Proponents of the new PRC proposal take some solace in the belief that price increases of this size will not cause a massive downward spiral in mail volume.  They say this without documented evidence.  There is no historical data with which to develop accurate price elasticity models for rate increases of the magnitude contemplated.  So, the PRC, USPS, and its unions simply assume the problem away.

Using existing elasticity models based on an extended history of rate increases tracking inflation simply is not relevant, accurate, or predictive.  It’s like trying to predict the impact of earthquakes in a region that never has had one.

Proponents of the PRC proposal sometimes cite the 4.3 percent temporary exigent surcharge in effect from December 2014 to April 2016.  They claim that large declines in mail volume did not happen, and use that as evidence that the new proposal will not do major harm.

In some categories of mail, such as Nonprofit Marketing Mail, volume did drop following the surcharge.  And as NPMM drops, so does single-piece First Class Mail, although USPS does not measure the large amount of FCM generated or mailed directly by by nonprofits.  Subscriptions to NP Periodicals would also suffer as a result of the MM decline, but again that impact is not measured by USPS.

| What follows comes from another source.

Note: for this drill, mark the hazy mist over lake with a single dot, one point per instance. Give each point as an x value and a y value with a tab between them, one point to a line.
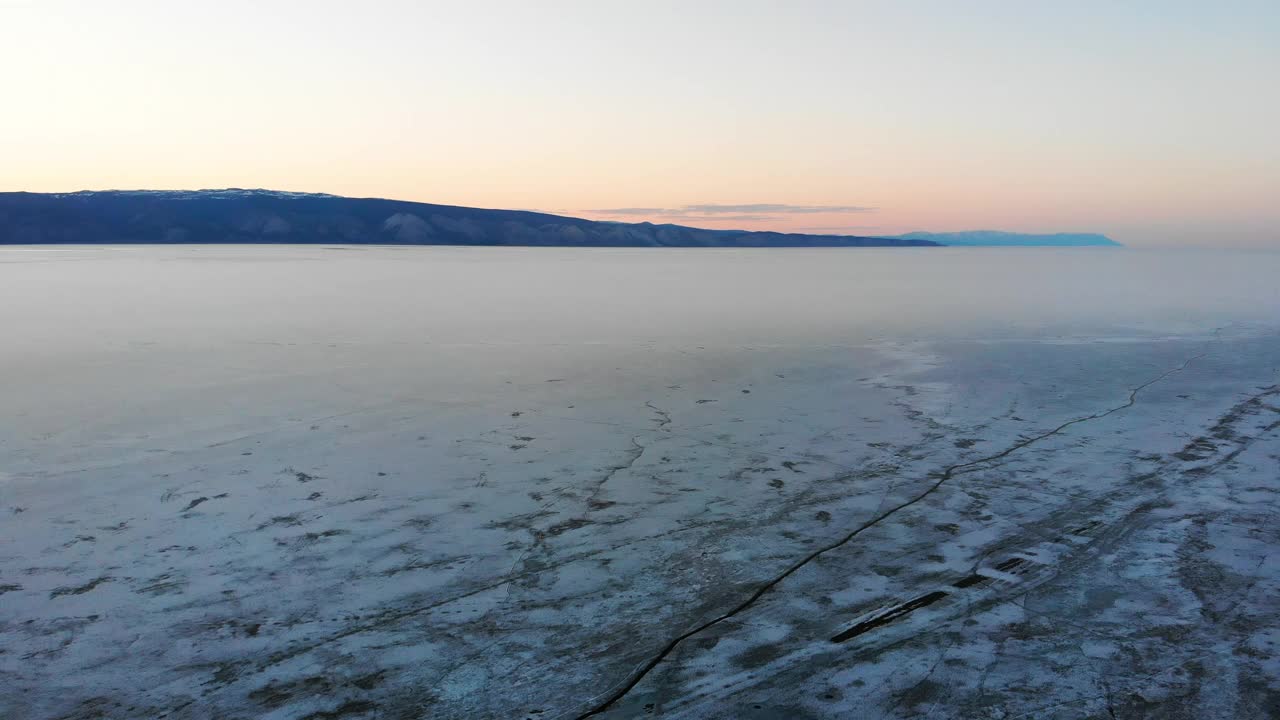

The table below shows that after the recession knocked over a billion pieces of Nonprofit Marketing Mail out of the system, the exigent surcharge took a further toll of more than another billion.  Volume leveled off at 13.3 billion for the five years after the recession, but dropped to an average of 12.3 billion in the four years since the end of the exigent surcharge.

This graph illustrates a direct trade-off between helping USPS by “giving it money” through a standalone above-inflation rate surcharge and nonprofit mailers making unwanted but necessary reductions in mailings.

An equally important point is that the above-inflation to mailers, and therefore the volume impact of the proposal, is not at all comparable to the temporary exigent surcharge.  The cost to mailers of the exigent surcharge was $4.6 billion over about 15 months.  In our comments to the PRC, we calculate the net present cost to mailers of their proposal as $220.6 billion.  Net present value is what you would have to set aside today to cover a perpetual annual cost in the future of about $8 billion per annum.  $220.6 billion is in a different neighborhood from $4.6 billion.

In our comments, we also show graphically how different the two surcharges would be.  The exigent surcharge looks like a molehill in comparison to the mountainous two surcharges for compensatory (letters) and non-compensatory (flats) postal services.